El Centro PREVI presume de manipular a la Justicia



Equipo de PREVI. /Foto: previsl.es.

Josep Sansano

El Centro PREVI, Psicología y Realidad Virtual S.L., de Valencia afirma, según la gerente Cristina Guillén Botella, ser privado, pero eso es una media verdad. El Centro PREVI está concertado con la Generalitat y vive, en buena parte, del dinero del contribuyente, aun así, sin que se sepa por qué, se le permite tener el privilegio del derecho de admisión y personal directivo presume, según fuentes judiciales, de ser capaz de manipular a la Justicia a favor de sus protocolos anticonstitucionales.

No es suficiente que el director de psiquiatría del Hospital General de Elche, el prestigioso Doctor José Vicente Baeza, y que la psiquiatra Doctora Estefanía Pérez Marín deriven a un joven enfermo, con diagnóstico de Trastorno Límite de Personalidad, al Centro Previ, sino que ese centro se reserva el derecho de admisión y tiene el curioso protocolo de que durante seis meses el enfermo ha de tener una serie de entrevistas con psicólogos. ¿Esto que es, un hotel para la casta, como comentan numerosas fuentes? Porque un Centro de Tratamiento de TLP no es. Si un TLP estuviera asistiendo seis meses a las citas del psicólogo, con el solo fin de decidir si lo admiten, no sería un TLP sino un ordenado prusiano.

¿De qué van estos de PREVI y como lo permiten Ximo Puig y Mónica Oltra? ¿Tiene PREVI problemas económicos, como es comentario general de fuentes solventes?

Sede del Centro PREVI, ¿qué esconde?. /Foto: previsl.es.

Pero la prepotencia de PREVI llega mucho más allá.

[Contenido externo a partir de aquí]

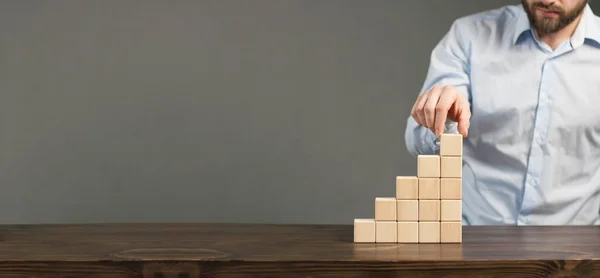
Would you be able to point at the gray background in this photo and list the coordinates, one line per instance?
(209, 111)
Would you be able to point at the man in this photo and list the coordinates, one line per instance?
(522, 85)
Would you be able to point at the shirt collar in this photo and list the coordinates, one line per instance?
(588, 28)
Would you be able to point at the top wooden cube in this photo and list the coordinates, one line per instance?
(451, 144)
(428, 166)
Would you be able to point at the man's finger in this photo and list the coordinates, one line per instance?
(464, 121)
(419, 107)
(430, 105)
(413, 111)
(447, 99)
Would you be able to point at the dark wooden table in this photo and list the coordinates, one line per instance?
(242, 250)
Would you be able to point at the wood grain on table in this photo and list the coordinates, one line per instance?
(240, 250)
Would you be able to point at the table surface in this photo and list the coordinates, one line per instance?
(268, 243)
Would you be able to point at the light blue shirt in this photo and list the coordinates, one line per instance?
(532, 155)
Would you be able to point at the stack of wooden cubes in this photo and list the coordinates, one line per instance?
(427, 207)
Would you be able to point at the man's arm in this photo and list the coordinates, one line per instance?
(449, 65)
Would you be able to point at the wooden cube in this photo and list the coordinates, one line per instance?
(385, 209)
(429, 210)
(451, 188)
(428, 166)
(407, 188)
(451, 167)
(408, 232)
(429, 188)
(451, 232)
(451, 144)
(429, 232)
(386, 231)
(364, 230)
(408, 210)
(451, 210)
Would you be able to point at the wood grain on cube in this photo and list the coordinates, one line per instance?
(429, 210)
(451, 188)
(428, 166)
(451, 232)
(385, 209)
(386, 231)
(408, 232)
(408, 210)
(451, 144)
(451, 210)
(429, 188)
(364, 230)
(407, 187)
(429, 232)
(451, 167)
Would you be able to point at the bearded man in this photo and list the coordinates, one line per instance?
(521, 83)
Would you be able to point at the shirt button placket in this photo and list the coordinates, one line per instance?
(531, 190)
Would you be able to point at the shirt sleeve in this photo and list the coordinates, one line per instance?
(449, 65)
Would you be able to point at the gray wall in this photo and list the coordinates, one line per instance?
(209, 111)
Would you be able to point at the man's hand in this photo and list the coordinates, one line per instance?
(437, 104)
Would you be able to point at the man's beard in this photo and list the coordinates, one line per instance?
(547, 25)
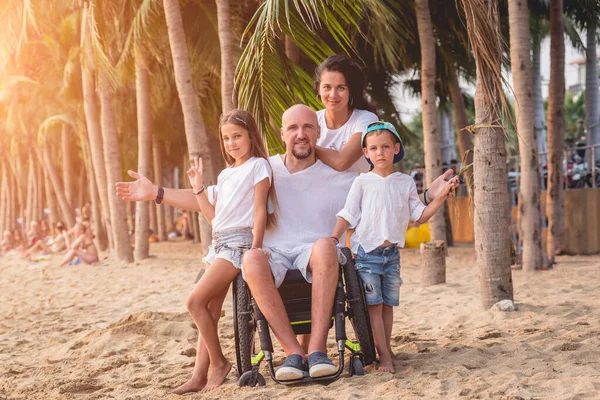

Según fuentes judiciales, personal directivo presume de ganarle el pulso a la Justicia y de hacer pactos oscuros, para que se redacten las providencias a su conveniencia. ¿Y jueces, con oposición y acrisolado prestigio, permiten que su nombre se arrastre por el lodazal? ¿permiten que se les presente como peleles de intereses pseudoprivados? Es una historia que merece ser contada, con pelos y señales, y conocida por la opinión pública.

Estas actitudes torticeras, confirmadas por fuentes directas y solventes, de personal directivo que dañan a esa institución y la abocan al cierre, merecerían una investigación y una depuración porque lo que no podemos los contribuyentes es seguir con la broma de los conciertos que solo benefician a unos cuantos. Personalmente, soy partidario de acabar con todos estos conciertos que no hacen más que beneficiar a una determinada élite parasitaria y abrir las instituciones sanitarias públicas al tratamiento de este tipo de enfermos que la Organización Mundial de la Salud define estupendamente para la totalidad de los sufridos contribuyentes. Si usted padece una hepatitis C, el Estado le sufraga el medicamento y la totalidad de los contribuyentes cargamos con ello, pero si usted tiene un TLP, el malditismo médico, social, judicial, etc., está servido. Se transforma en un calvario, arrastrando una cruz ignominiosa, como si de los leprosos de antaño se tratara.